One night, attackers charged into the cramped apartment where the family squatted among Shiite neighbors.

"You, the Sunnis," said the gunmen, taking Haitham and Othman, said their sister, Maryam.

The attackers took the brothers to a house where, during their torture and captivity, they could hear the sounds of children and a woman cooking in the room next door, Othman told her.

Haitham was beaten and tortured to death in that house, said Othman, who managed to escape while he was being taken to a deserted area where, his captors had told him, he, too, would be killed.

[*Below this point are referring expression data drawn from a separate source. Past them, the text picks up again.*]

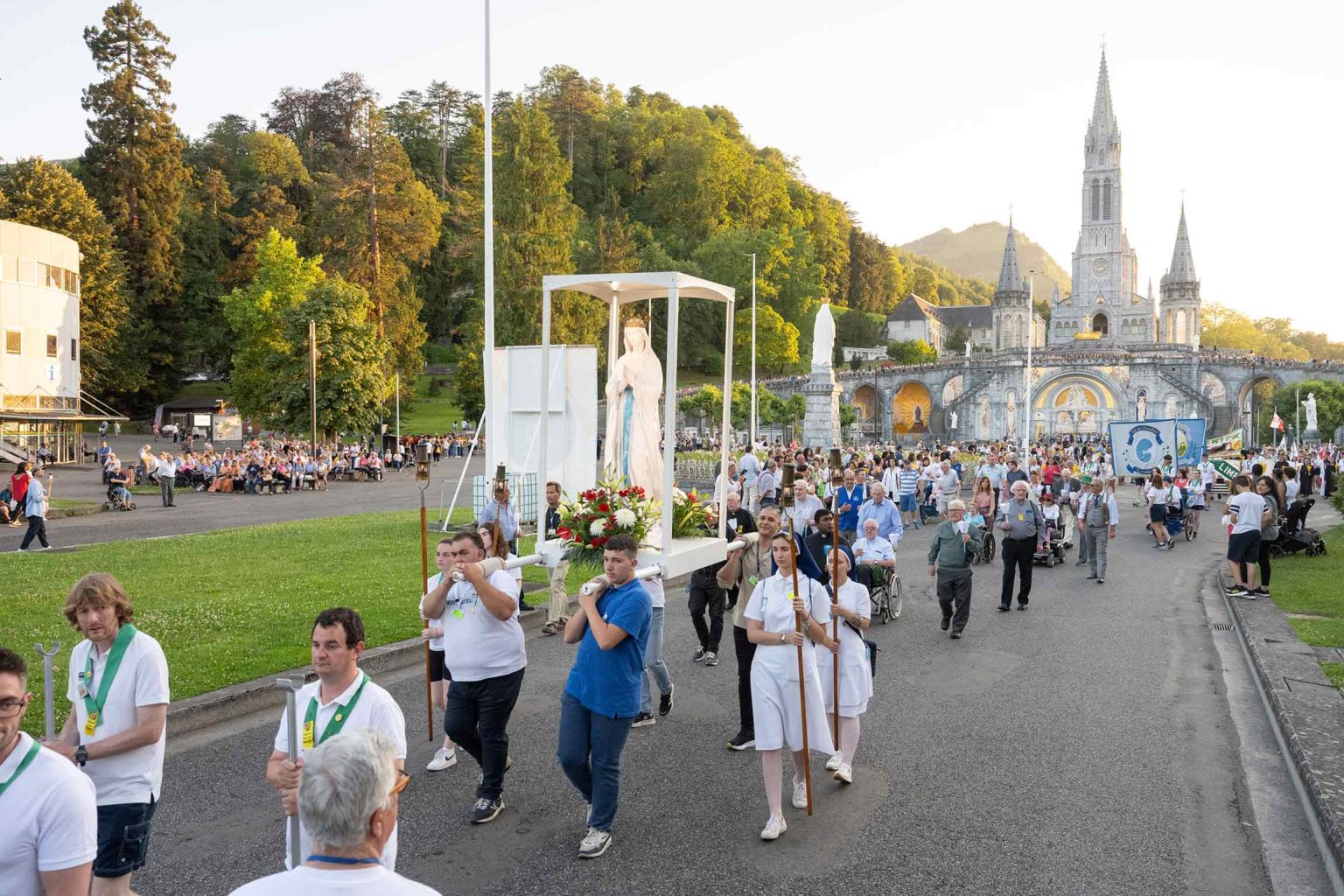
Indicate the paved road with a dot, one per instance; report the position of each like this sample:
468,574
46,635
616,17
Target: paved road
1081,747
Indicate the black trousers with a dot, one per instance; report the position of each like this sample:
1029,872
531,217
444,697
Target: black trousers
478,722
712,599
955,597
746,653
1016,554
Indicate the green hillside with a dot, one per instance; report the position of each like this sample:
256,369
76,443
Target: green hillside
978,250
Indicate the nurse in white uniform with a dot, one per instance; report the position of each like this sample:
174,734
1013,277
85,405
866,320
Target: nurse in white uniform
855,612
774,676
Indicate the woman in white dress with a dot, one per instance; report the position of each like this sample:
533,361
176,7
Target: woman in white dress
774,676
852,606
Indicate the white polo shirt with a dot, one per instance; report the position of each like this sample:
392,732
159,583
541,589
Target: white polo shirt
476,645
375,710
47,818
142,682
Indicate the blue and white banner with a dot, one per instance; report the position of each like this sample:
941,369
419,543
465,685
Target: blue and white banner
1138,446
1190,441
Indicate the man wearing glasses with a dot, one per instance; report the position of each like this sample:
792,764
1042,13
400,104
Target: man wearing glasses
341,697
347,805
49,821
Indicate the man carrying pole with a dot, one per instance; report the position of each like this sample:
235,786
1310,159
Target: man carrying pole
343,695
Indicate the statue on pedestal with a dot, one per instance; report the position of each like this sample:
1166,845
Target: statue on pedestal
632,414
822,336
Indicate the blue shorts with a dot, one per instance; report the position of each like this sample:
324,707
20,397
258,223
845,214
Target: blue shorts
122,838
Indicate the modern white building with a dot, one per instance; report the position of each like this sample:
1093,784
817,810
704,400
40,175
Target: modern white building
39,360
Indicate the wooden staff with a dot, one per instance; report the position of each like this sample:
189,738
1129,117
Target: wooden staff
423,481
836,481
787,500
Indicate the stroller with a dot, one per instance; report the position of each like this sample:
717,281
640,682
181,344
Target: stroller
1293,532
117,502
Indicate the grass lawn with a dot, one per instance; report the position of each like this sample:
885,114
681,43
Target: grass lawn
430,414
234,605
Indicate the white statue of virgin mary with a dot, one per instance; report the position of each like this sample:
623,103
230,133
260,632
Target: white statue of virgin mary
632,414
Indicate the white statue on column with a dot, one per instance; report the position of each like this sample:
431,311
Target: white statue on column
1309,404
632,414
822,336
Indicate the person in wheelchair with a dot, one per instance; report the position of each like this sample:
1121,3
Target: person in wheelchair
872,555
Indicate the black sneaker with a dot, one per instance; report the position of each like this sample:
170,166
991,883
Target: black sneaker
666,702
486,810
742,740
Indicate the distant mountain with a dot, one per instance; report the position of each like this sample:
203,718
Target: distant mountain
978,251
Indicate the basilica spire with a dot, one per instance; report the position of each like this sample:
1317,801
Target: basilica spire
1183,262
1010,280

Haitham's mutilated body was found five days later in a dump near the vast Shiite neighborhood of Sadr City.

Halale Ubaidi said she had spent her adult life living and praying alongside Sunnis. "I didn't care," she said, still stunned by her son's death.

Haitham's captors had gouged one of his eyes, cut his face with a razor, smashed his skull, broken his jaw, slit his back and cut off his penis, his sister and mother said. A copy of Haitham's death certificate says he was shot 14 times.

"We are living in a state of panic and fear," his sister said. "Maybe they'll come again…. Nobody knows when his turn will come to be captured and killed by these gunmen."